Our recent manuscript — “Minor chemistry changes alter surface hydration to control fibronectin adsorption and assembly into nanofibrils” — reports the results of a multi-disciplinary investigation of mechanisms that govern material-driven fibrillogenesis. Previously, our collaborators in Prof. Manuel Salmeron-Sanchez‘s group at the University of Glasgow showed that fibronectin formed fibril networks when it adsorbed to poly(ethyl acrylate) substrates, but did not do so when it adsorbs to poly(methyl acrylate) (Llopis-Hernandez et al. Science Advances (2016) 2 (8), e1600188). In our recent joint manuscript, we have investigated the adsorbtion of fibronectin onto self-assembled monolayers (SAMs) which were functionalised with the ethyl acrylate and methyl acrylate side chains, which serve as model surfaces of the respective polymeric interfaces.

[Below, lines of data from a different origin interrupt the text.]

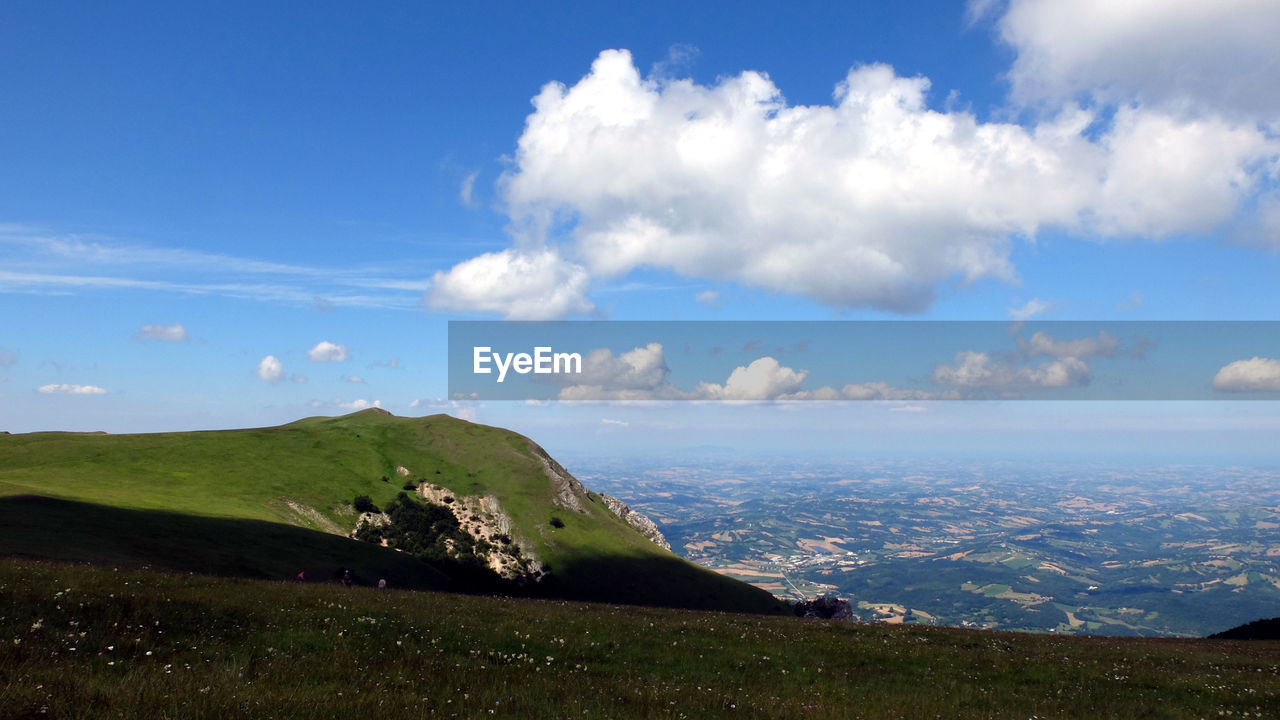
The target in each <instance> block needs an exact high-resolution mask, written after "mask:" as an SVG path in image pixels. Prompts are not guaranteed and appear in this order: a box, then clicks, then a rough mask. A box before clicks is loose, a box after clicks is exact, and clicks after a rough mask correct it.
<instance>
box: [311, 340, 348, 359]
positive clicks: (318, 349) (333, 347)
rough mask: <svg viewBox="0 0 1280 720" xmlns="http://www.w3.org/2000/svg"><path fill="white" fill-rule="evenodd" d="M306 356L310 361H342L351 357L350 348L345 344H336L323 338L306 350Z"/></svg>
mask: <svg viewBox="0 0 1280 720" xmlns="http://www.w3.org/2000/svg"><path fill="white" fill-rule="evenodd" d="M307 357H310V359H311V361H312V363H342V361H344V360H347V359H348V357H351V348H349V347H347V346H346V345H337V343H333V342H329V341H326V340H324V341H320V342H317V343H316V346H315V347H312V348H311V350H308V351H307Z"/></svg>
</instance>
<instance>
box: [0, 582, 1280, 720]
mask: <svg viewBox="0 0 1280 720" xmlns="http://www.w3.org/2000/svg"><path fill="white" fill-rule="evenodd" d="M1277 666H1280V643H1276V642H1265V641H1261V642H1260V641H1251V642H1245V641H1239V642H1231V641H1203V639H1156V638H1106V637H1096V638H1089V637H1055V635H1043V634H1041V635H1033V634H1019V633H996V632H986V630H964V629H955V628H913V626H890V625H884V624H861V623H849V621H833V620H826V621H824V620H801V619H797V618H768V616H762V615H741V614H728V612H699V611H689V610H667V609H637V607H618V606H611V605H594V603H575V602H561V601H539V600H509V598H497V597H467V596H460V594H451V593H426V592H413V593H410V592H396V591H385V592H383V591H376V589H370V588H351V589H348V588H343V587H342V585H334V584H315V585H301V587H300V585H293V584H288V583H266V582H257V580H243V579H224V578H209V577H204V575H193V577H183V575H173V574H163V573H156V571H125V570H120V571H113V570H111V569H99V568H87V566H86V568H73V566H65V565H63V566H59V565H49V564H38V562H32V561H13V560H0V678H4V679H5V682H3V683H0V717H46V716H47V717H69V719H73V717H308V719H344V717H360V719H369V717H376V719H396V717H518V719H522V720H536V719H543V717H547V719H552V717H556V719H561V717H616V719H627V717H637V719H640V717H643V719H652V717H673V719H675V717H695V719H704V717H762V719H764V717H768V719H791V717H795V719H824V717H849V719H852V717H868V719H873V717H874V719H879V717H959V719H968V717H974V719H997V717H998V719H1004V717H1009V719H1020V720H1024V719H1028V717H1082V719H1091V720H1093V719H1124V720H1130V719H1134V717H1153V719H1155V717H1192V719H1194V717H1276V714H1277V711H1280V673H1277V670H1276V669H1277Z"/></svg>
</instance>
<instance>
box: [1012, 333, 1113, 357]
mask: <svg viewBox="0 0 1280 720" xmlns="http://www.w3.org/2000/svg"><path fill="white" fill-rule="evenodd" d="M1018 346H1019V350H1021V351H1023V354H1024V355H1027V356H1028V357H1059V359H1064V357H1096V356H1101V357H1115V355H1116V352H1117V351H1119V350H1120V338H1117V337H1115V336H1114V334H1111V333H1108V332H1106V331H1101V332H1098V336H1097V337H1082V338H1076V340H1056V338H1055V337H1053V336H1051V334H1048V333H1046V332H1043V331H1041V332H1037V333H1034V334H1033V336H1032V337H1030V340H1025V341H1024V340H1023V338H1018Z"/></svg>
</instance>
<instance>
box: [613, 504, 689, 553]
mask: <svg viewBox="0 0 1280 720" xmlns="http://www.w3.org/2000/svg"><path fill="white" fill-rule="evenodd" d="M600 500H603V501H604V506H605V507H608V509H609V510H612V511H613V514H614V515H617V516H618V518H622V519H623V520H626V521H627V524H628V525H631V527H632V528H635V529H636V530H637V532H639V533H640V534H641V536H644V537H646V538H649V539H650V541H653V543H654V544H657V546H658V547H660V548H663V550H668V551H669V550H671V543H669V542H667V538H666V537H664V536H663V534H662V530H659V529H658V524H657V523H654V521H653V520H650V519H649V518H646V516H644V515H641V514H640V512H636V511H635V510H631V507H630V506H627V503H626V502H622V501H621V500H618V498H616V497H613V496H608V495H604V493H600Z"/></svg>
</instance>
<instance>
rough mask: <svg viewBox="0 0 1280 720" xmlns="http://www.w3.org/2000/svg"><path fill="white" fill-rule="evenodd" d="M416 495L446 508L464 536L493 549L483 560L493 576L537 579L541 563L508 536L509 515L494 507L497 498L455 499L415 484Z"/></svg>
mask: <svg viewBox="0 0 1280 720" xmlns="http://www.w3.org/2000/svg"><path fill="white" fill-rule="evenodd" d="M417 495H419V496H420V497H422V498H424V500H426V501H429V502H433V503H435V505H443V506H444V507H448V509H449V510H451V511H452V512H453V516H454V518H457V519H458V525H461V527H462V529H463V530H465V532H466V533H467V534H470V536H471V537H474V538H475V539H477V541H485V542H486V543H489V544H490V546H492V547H493V550H492V551H489V555H488V557H485V561H486V562H488V565H489V568H490V569H492V570H493V571H494V573H498V574H499V575H502V577H503V578H507V579H525V580H538V579H540V578H541V575H543V562H541V560H540V559H539V557H538V555H535V553H534V551H532V548H531V547H530V546H529V543H526V542H522V541H521V539H520V538H518V537H515V536H513V534H512V528H513V525H512V523H511V516H509V515H507V514H506V512H504V511H503V510H502V506H500V505H498V498H497V497H494V496H492V495H485V496H477V495H468V496H462V497H458V496H457V495H456V493H454V492H453V491H451V489H448V488H443V487H440V486H435V484H431V483H419V486H417ZM503 538H506V542H503Z"/></svg>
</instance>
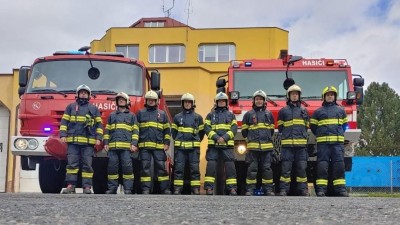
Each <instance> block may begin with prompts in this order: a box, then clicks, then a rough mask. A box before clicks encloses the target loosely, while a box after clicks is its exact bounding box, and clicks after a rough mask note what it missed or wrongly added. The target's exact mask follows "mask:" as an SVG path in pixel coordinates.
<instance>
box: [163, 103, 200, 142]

In this manuscript, Manuel’s group showed experimentally that ethyl acrylate (EA) and methyl acrylate (MA) SAMs demonstrate similar behavior in vitro to the polymers in terms of fibronectin fibrillogenesis, domain exposure, and cell adhesion. Additionally, we have carried out large-scale all-atom molecular dynamics simulations studying the interaction of the FNIII 9th and 10th domains with EA and MA SAMs, totaling four 500 ns‐long simulations. From these simulations, we observe that the 9th domain adsorbs to the EA SAMs but not to the MA SAMs, and the 10th domain does not adsorb to either interface. Here are animations of the simulated trajectories of the FNIII 9th and 10th domains interacting with the EA SAMs (http://bit.ly/2MUGnJg) and with the MA SAMs (http://bit.ly/2qVRXM1). We also find that both of the RGD and PHSRN motifs are available for cell binding when these domains adsorb to the EA SAMs. The analysis of the adsorbing residues shows that the same residue regions drive the adsorption on the EA SAMs. In the end, we show that the hydration of the MA SAMs is significantly more dense than that observed for the EA SAMs and it is this difference in the hydration layer of the SAMs interface that leads to the difference in the ability of the fibronectin to form fibrils when adsorbed.
Full reference: “Minor chemistry changes alter surface hydration to control fibronectin adsorption and assembly into nanofibrils“, Mateusz K. Bieniek, Virginia Llopis-Hernandez, Katie Douglas, Manuel Salmeron-Sanchez & Christian D. Lorenz. Advanced Theory and Simulations (2019) doi: 10.1002/adts.201900169.